Ignoring hanlon's razor (and its variations) and immediately assuming malice everywhere will prevent you from understanding the problem. You can't fix a problem you do not understand. So please don't just go around throwing "x is a very bad man" unless you have tangible proof, it serves no purpose.
Which razor is the one where you automatically presume I think the person is intentionally malicious? The black guy in Terminator 2 wasn't being malicious, but he was a very bad man in regards to what he was bringing to the human race.
Also, it's impossible to provide tangible proof for any opinion. My opinion is that Zuckerberg is a very bad person, and that is not a personal attack. A personal attack is never an opinion. Rather, personal attacks are when people have the intent of attacking to insult, to hurt, to throw wrenches into arguments, and so on.
Hacker News might disagree and appeal to their arbitrary rules about what's right and wrong, but to call my comment that "Zuckerberg is a very bad man" an assumption of malice, an unproven claim, or a personal attack is more of all three against myself than anything.
"Bad" doesn't necessarily equate with malice. In Internet discourse it's uncommon that "evil" carries very specific meaning: centralized, separate access to signalling from data, specifications closed or under NDA, gatekeepers for services, potentially rent-seeking.

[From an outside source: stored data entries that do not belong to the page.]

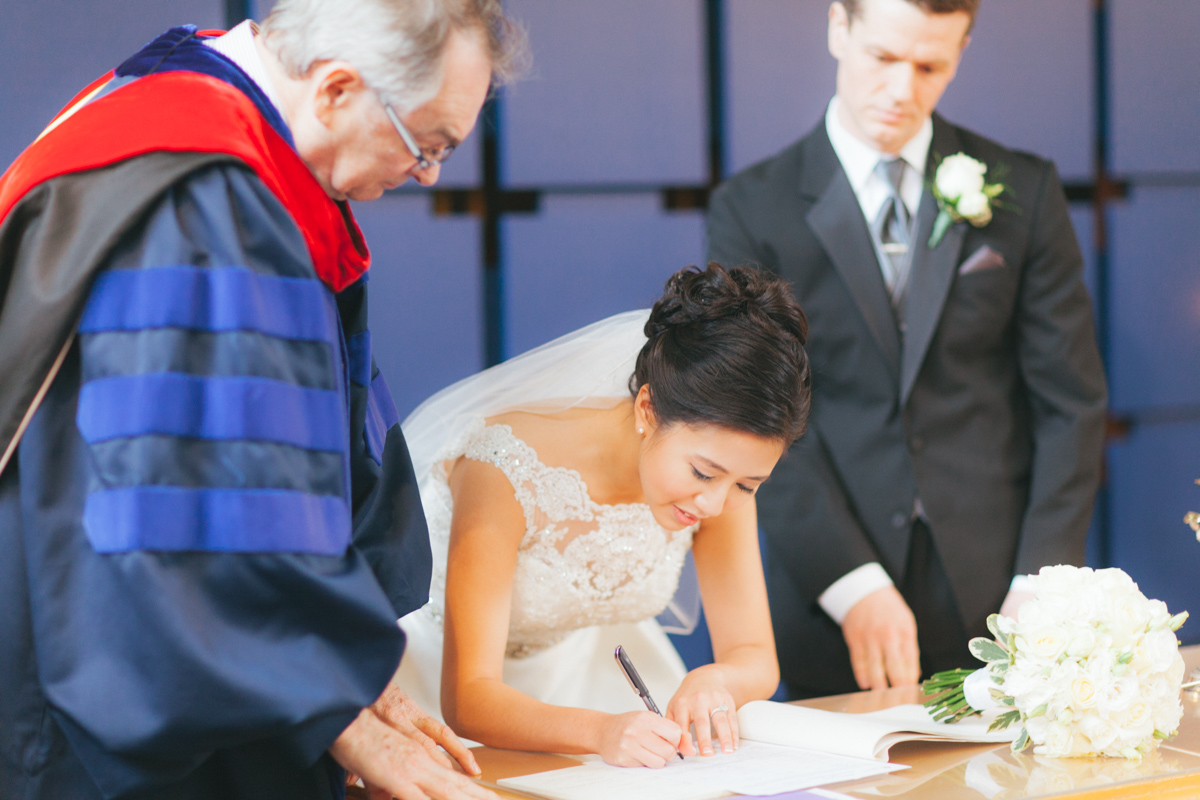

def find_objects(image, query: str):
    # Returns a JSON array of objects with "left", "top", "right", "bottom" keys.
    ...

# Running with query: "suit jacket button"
[
  {"left": 892, "top": 511, "right": 908, "bottom": 528},
  {"left": 910, "top": 436, "right": 925, "bottom": 451}
]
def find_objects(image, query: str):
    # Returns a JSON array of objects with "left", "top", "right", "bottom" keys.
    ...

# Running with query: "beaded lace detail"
[{"left": 418, "top": 418, "right": 695, "bottom": 658}]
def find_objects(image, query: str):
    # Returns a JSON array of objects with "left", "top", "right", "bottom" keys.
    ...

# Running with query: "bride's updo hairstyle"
[{"left": 632, "top": 263, "right": 811, "bottom": 445}]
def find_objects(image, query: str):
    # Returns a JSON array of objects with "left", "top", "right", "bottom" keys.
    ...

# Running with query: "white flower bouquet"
[{"left": 923, "top": 565, "right": 1188, "bottom": 759}]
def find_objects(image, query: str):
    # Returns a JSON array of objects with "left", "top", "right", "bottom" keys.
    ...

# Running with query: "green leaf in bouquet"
[
  {"left": 986, "top": 614, "right": 1004, "bottom": 641},
  {"left": 1170, "top": 611, "right": 1189, "bottom": 632},
  {"left": 969, "top": 637, "right": 1009, "bottom": 664},
  {"left": 989, "top": 709, "right": 1021, "bottom": 732},
  {"left": 1012, "top": 726, "right": 1031, "bottom": 753}
]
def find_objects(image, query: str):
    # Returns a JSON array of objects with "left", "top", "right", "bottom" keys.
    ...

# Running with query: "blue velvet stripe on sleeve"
[
  {"left": 75, "top": 164, "right": 354, "bottom": 556},
  {"left": 83, "top": 487, "right": 350, "bottom": 554},
  {"left": 79, "top": 266, "right": 337, "bottom": 342},
  {"left": 78, "top": 373, "right": 344, "bottom": 451}
]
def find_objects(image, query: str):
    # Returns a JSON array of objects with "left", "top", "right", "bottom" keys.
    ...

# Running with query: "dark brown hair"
[
  {"left": 840, "top": 0, "right": 980, "bottom": 31},
  {"left": 632, "top": 264, "right": 811, "bottom": 446}
]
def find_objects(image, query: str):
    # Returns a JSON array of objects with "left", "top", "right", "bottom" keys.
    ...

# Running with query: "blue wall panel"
[
  {"left": 1109, "top": 187, "right": 1200, "bottom": 412},
  {"left": 938, "top": 0, "right": 1093, "bottom": 181},
  {"left": 353, "top": 195, "right": 483, "bottom": 418},
  {"left": 1107, "top": 422, "right": 1200, "bottom": 644},
  {"left": 725, "top": 0, "right": 835, "bottom": 175},
  {"left": 503, "top": 195, "right": 705, "bottom": 356},
  {"left": 0, "top": 1, "right": 223, "bottom": 170},
  {"left": 502, "top": 0, "right": 707, "bottom": 186},
  {"left": 1111, "top": 0, "right": 1200, "bottom": 175},
  {"left": 725, "top": 0, "right": 1092, "bottom": 180}
]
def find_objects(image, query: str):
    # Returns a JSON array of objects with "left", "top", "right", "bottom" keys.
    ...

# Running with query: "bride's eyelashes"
[{"left": 691, "top": 465, "right": 756, "bottom": 496}]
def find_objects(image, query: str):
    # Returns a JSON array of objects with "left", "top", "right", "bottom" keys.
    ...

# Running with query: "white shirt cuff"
[
  {"left": 818, "top": 562, "right": 894, "bottom": 625},
  {"left": 1009, "top": 574, "right": 1035, "bottom": 594}
]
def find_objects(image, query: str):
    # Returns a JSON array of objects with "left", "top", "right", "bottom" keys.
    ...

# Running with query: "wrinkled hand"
[
  {"left": 842, "top": 585, "right": 920, "bottom": 691},
  {"left": 665, "top": 665, "right": 739, "bottom": 756},
  {"left": 596, "top": 711, "right": 684, "bottom": 768},
  {"left": 999, "top": 588, "right": 1035, "bottom": 621},
  {"left": 331, "top": 709, "right": 497, "bottom": 800},
  {"left": 371, "top": 680, "right": 480, "bottom": 777}
]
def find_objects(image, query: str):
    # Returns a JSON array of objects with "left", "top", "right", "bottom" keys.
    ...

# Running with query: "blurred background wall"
[{"left": 3, "top": 1, "right": 1198, "bottom": 656}]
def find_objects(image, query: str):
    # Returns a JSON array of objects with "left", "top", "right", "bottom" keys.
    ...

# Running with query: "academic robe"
[{"left": 0, "top": 26, "right": 431, "bottom": 800}]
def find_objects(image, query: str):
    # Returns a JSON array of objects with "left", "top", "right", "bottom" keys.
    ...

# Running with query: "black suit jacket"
[{"left": 707, "top": 115, "right": 1107, "bottom": 694}]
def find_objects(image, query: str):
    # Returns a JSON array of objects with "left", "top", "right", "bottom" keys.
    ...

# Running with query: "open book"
[
  {"left": 498, "top": 702, "right": 1015, "bottom": 800},
  {"left": 737, "top": 700, "right": 1017, "bottom": 761}
]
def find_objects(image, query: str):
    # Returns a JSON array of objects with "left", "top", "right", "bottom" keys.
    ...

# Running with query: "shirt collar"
[
  {"left": 204, "top": 20, "right": 286, "bottom": 119},
  {"left": 824, "top": 96, "right": 933, "bottom": 189}
]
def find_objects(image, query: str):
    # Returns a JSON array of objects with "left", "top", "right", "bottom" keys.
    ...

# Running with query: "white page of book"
[{"left": 738, "top": 702, "right": 1016, "bottom": 761}]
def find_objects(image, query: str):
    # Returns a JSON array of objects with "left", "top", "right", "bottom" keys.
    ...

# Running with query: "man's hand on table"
[
  {"left": 371, "top": 680, "right": 481, "bottom": 776},
  {"left": 842, "top": 585, "right": 921, "bottom": 691},
  {"left": 331, "top": 708, "right": 497, "bottom": 800}
]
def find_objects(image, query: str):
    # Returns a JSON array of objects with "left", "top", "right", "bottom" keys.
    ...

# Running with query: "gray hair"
[{"left": 259, "top": 0, "right": 527, "bottom": 113}]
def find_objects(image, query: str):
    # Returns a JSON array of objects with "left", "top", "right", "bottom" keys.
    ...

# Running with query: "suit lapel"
[
  {"left": 900, "top": 116, "right": 967, "bottom": 404},
  {"left": 802, "top": 131, "right": 902, "bottom": 380}
]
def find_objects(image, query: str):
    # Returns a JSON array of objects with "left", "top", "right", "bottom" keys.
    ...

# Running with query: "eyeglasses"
[{"left": 381, "top": 100, "right": 455, "bottom": 172}]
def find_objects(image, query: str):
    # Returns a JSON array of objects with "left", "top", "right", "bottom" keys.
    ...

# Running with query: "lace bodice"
[{"left": 418, "top": 418, "right": 695, "bottom": 657}]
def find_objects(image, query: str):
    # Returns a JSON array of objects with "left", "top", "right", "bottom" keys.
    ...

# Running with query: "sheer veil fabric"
[{"left": 396, "top": 310, "right": 702, "bottom": 720}]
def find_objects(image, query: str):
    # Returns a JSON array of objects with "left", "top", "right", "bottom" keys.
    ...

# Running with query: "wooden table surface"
[{"left": 468, "top": 645, "right": 1200, "bottom": 800}]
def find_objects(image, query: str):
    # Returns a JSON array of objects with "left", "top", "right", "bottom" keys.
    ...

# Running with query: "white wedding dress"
[{"left": 395, "top": 311, "right": 698, "bottom": 719}]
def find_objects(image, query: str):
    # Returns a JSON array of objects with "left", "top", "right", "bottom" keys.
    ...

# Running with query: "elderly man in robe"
[{"left": 0, "top": 2, "right": 523, "bottom": 798}]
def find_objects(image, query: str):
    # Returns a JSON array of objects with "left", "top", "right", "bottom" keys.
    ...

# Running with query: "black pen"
[{"left": 614, "top": 645, "right": 685, "bottom": 760}]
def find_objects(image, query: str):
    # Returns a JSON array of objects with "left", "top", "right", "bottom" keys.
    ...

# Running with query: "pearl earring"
[{"left": 637, "top": 427, "right": 645, "bottom": 436}]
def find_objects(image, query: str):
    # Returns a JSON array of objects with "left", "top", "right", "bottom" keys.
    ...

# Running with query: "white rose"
[
  {"left": 1152, "top": 697, "right": 1183, "bottom": 735},
  {"left": 1034, "top": 720, "right": 1077, "bottom": 757},
  {"left": 1078, "top": 713, "right": 1119, "bottom": 752},
  {"left": 1068, "top": 670, "right": 1098, "bottom": 711},
  {"left": 1096, "top": 673, "right": 1138, "bottom": 716},
  {"left": 1017, "top": 627, "right": 1068, "bottom": 663},
  {"left": 1137, "top": 629, "right": 1179, "bottom": 674},
  {"left": 934, "top": 153, "right": 986, "bottom": 200},
  {"left": 1113, "top": 700, "right": 1155, "bottom": 746},
  {"left": 955, "top": 191, "right": 992, "bottom": 225},
  {"left": 1065, "top": 628, "right": 1098, "bottom": 659}
]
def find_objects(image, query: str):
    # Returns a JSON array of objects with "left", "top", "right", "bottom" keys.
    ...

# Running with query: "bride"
[{"left": 395, "top": 263, "right": 811, "bottom": 768}]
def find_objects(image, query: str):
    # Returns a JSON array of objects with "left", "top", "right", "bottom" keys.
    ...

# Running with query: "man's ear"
[
  {"left": 828, "top": 1, "right": 850, "bottom": 60},
  {"left": 312, "top": 62, "right": 366, "bottom": 127}
]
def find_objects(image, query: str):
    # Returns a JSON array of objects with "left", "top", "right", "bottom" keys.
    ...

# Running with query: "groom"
[{"left": 707, "top": 0, "right": 1107, "bottom": 698}]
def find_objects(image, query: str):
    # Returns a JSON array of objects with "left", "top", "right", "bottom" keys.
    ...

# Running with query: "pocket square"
[{"left": 958, "top": 245, "right": 1006, "bottom": 275}]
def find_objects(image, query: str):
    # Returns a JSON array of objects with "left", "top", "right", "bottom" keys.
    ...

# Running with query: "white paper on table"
[
  {"left": 497, "top": 764, "right": 729, "bottom": 800},
  {"left": 616, "top": 740, "right": 907, "bottom": 796}
]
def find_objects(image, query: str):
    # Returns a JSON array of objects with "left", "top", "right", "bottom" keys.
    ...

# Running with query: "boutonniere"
[{"left": 928, "top": 152, "right": 1018, "bottom": 249}]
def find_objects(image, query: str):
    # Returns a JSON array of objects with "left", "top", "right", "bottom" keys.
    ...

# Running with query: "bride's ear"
[{"left": 633, "top": 384, "right": 657, "bottom": 437}]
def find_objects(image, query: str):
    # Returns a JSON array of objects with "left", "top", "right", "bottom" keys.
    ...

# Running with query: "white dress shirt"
[
  {"left": 203, "top": 20, "right": 286, "bottom": 119},
  {"left": 816, "top": 96, "right": 1033, "bottom": 624}
]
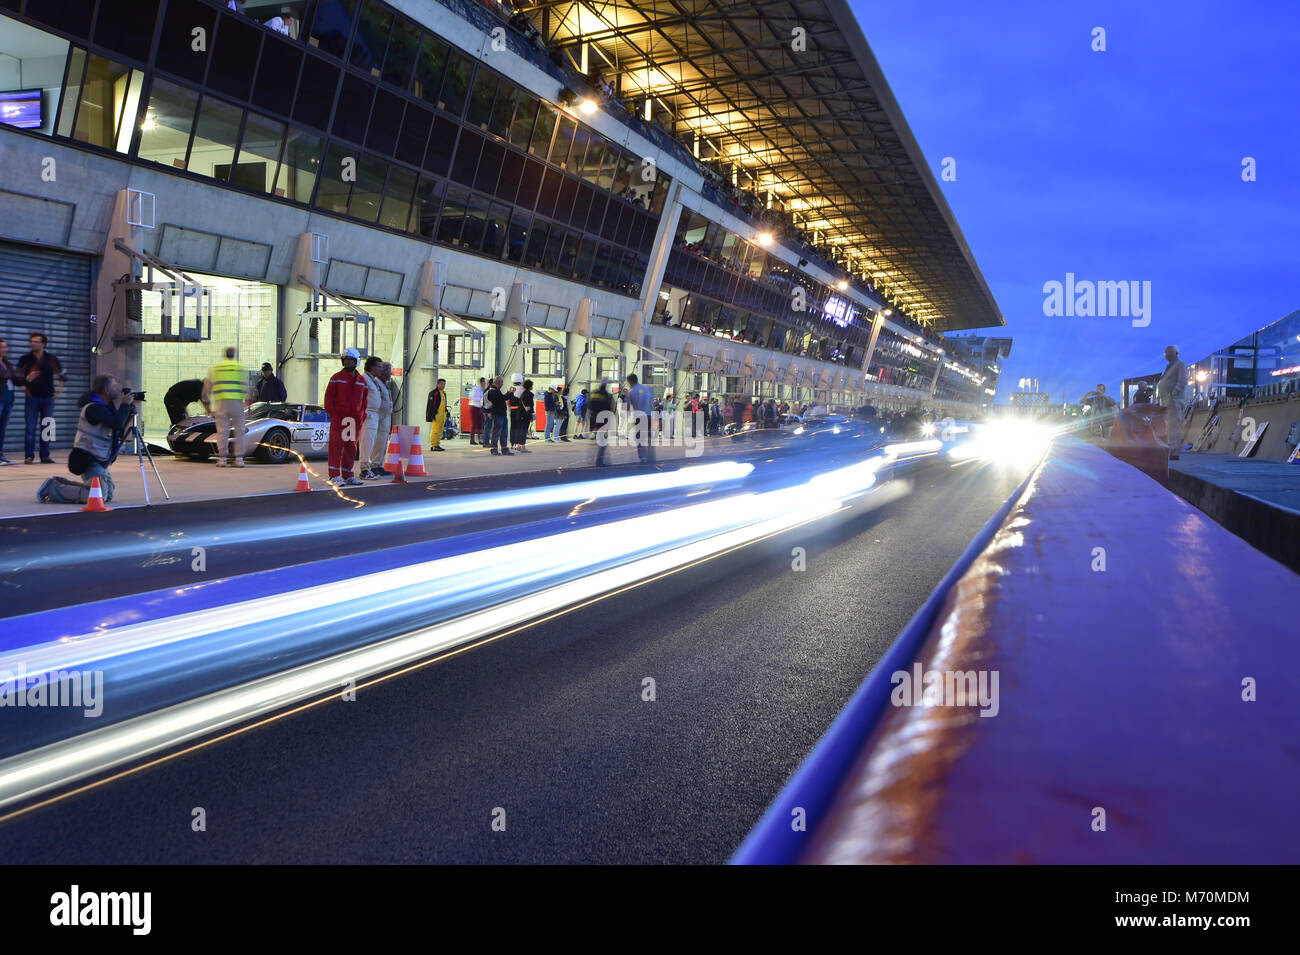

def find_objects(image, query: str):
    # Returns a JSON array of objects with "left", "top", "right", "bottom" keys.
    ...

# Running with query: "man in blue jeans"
[{"left": 16, "top": 332, "right": 66, "bottom": 464}]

In short, everything that the new TCP/IP landscape brought and many geeks loved at first sight. It's a very silly word, but it's useful, because you can't start every conversation by debating the value of decentralization. That way you can signal that you are not interested in the never ending conversation about emergency services and quality of service, and instead want to focus on what kind of service innovation a network of peers could bring.